Feminists & Filmmaking: An Evening With Jane Campion

Last night, I had the privilege of attending a reception organized by Women & Hollywood's Melissa Silverstein for Bright Star director Jane Campion, given at the home of Gloria Steinem. In attendance: A small group of impressive women:

Bloggers, writers, filmmakers, producers. The poet and actress Sarah Jones. Pamela Tanner Boll, director of Who Does She Think She Is? Leslie Harris, director of Just Another Girl On The IRT. Fear Of Flying author Erica Jong. Kitty Kolbert, of Barnard's Athena Leadership Program. And many more. Amazing, accomplished women (including my nemesis, Ann Curry).
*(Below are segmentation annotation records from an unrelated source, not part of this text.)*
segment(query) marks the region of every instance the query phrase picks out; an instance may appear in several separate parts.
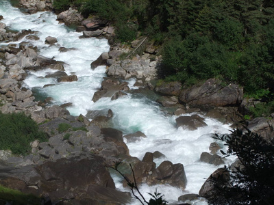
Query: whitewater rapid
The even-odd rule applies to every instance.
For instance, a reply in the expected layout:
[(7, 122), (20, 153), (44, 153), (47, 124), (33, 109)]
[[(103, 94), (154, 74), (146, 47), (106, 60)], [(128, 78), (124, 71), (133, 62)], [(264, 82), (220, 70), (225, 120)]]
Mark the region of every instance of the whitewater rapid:
[[(101, 53), (109, 51), (107, 40), (79, 38), (81, 33), (75, 32), (58, 23), (56, 15), (52, 12), (23, 14), (18, 8), (13, 8), (8, 0), (0, 1), (0, 14), (4, 18), (1, 21), (11, 29), (32, 29), (37, 31), (36, 35), (40, 38), (38, 40), (29, 40), (25, 37), (13, 43), (29, 42), (29, 45), (38, 47), (40, 55), (65, 62), (66, 72), (68, 75), (75, 74), (78, 77), (78, 81), (75, 82), (57, 83), (54, 79), (43, 78), (55, 70), (46, 69), (30, 71), (24, 81), (24, 86), (35, 91), (37, 96), (52, 97), (53, 104), (60, 105), (72, 102), (73, 106), (67, 109), (75, 116), (81, 113), (86, 115), (90, 110), (111, 109), (114, 113), (113, 124), (115, 128), (122, 131), (124, 135), (141, 131), (147, 137), (136, 142), (127, 142), (125, 140), (132, 156), (142, 160), (147, 152), (160, 151), (166, 158), (156, 160), (157, 165), (164, 160), (184, 165), (188, 180), (186, 190), (183, 191), (165, 184), (153, 187), (141, 184), (140, 189), (147, 199), (150, 197), (147, 193), (153, 193), (156, 188), (164, 194), (164, 198), (169, 202), (177, 200), (179, 196), (186, 193), (199, 193), (206, 178), (218, 168), (214, 165), (200, 162), (200, 155), (203, 152), (209, 152), (209, 146), (214, 142), (211, 136), (214, 133), (229, 133), (229, 125), (203, 116), (208, 125), (206, 127), (192, 131), (177, 128), (175, 118), (177, 116), (164, 113), (158, 103), (145, 96), (132, 94), (116, 100), (104, 98), (94, 102), (92, 98), (105, 77), (105, 66), (99, 66), (92, 70), (90, 69), (90, 63)], [(49, 36), (57, 38), (57, 45), (45, 44), (45, 38)], [(8, 44), (0, 42), (1, 45)], [(60, 47), (73, 49), (60, 53)], [(132, 79), (130, 85), (134, 81)], [(43, 88), (46, 84), (55, 85)], [(116, 187), (125, 190), (121, 183), (121, 178), (117, 176), (113, 176), (113, 178)], [(136, 203), (139, 204), (138, 202)], [(206, 203), (197, 202), (195, 204)]]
There was a bar in the dark, book-lined bedroom and hors d'oeuvres were passed in the elegant, well-lit living room, and then Ms. Steinem spoke. "I'm writing an on the road book, but I feel bad, because I don't know how to drive," she told the room of 30 or so women. "But then I found out that Kerouac didn't either."
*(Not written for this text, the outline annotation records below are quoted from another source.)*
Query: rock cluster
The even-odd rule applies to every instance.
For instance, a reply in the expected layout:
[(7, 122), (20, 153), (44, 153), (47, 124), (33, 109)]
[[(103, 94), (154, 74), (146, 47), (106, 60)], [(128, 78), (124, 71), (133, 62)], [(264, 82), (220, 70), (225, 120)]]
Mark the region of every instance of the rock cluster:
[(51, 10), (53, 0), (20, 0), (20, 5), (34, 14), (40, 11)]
Ms. Steinem introduced Jane Campion, whose new film, Bright Star, is a dreamy, touching tale about the poet John Keats, and his relationship with his neighbor, Fanny Brawne. (Excellent performances in those roles by the foxy Ben Whishaw and the luminous Abbie Cornish.) Ms. Campion spoke about the film, and then the topic of filmmaking came up. "I look forward to the day when we stop saying 'woman filmmaker,'" she said. "I mean, you just say 'artist.' And there are so many women novelists…" But she admitted that filmmaking has a glass ceiling, when it comes to women, and Ms. Steinem pointed out that Campion is the only female director to have won the Palm D'or at the Cannes Film Festival — an award that was introduced in 1955. In addition, Campion is one of only three women — out of 396 people — ever nominated for a Best Director Oscar. No woman has ever won.

Melissa Silverstein reminded everyone that 50% of movie tickets are purchased by women, yet women direct 9% of films. She insisted that purchasing a movie ticket is like a vote, and urged those listening to vote for women, and to vote well — opening weekend.

The conversation touched upon how hard it is to get funding, and how, since many film critics are men, films made by women often suffer from harsh reviews after they're made. Campion admitted that her career was given a boost by grants given to female filmmakers by the Australian government.

Ms. Campion closed with this thought: "Women gave birth to everyone on this planet. No one, no one on this planet didn't come through a woman. It makes me furious that people don't seem to care what women think."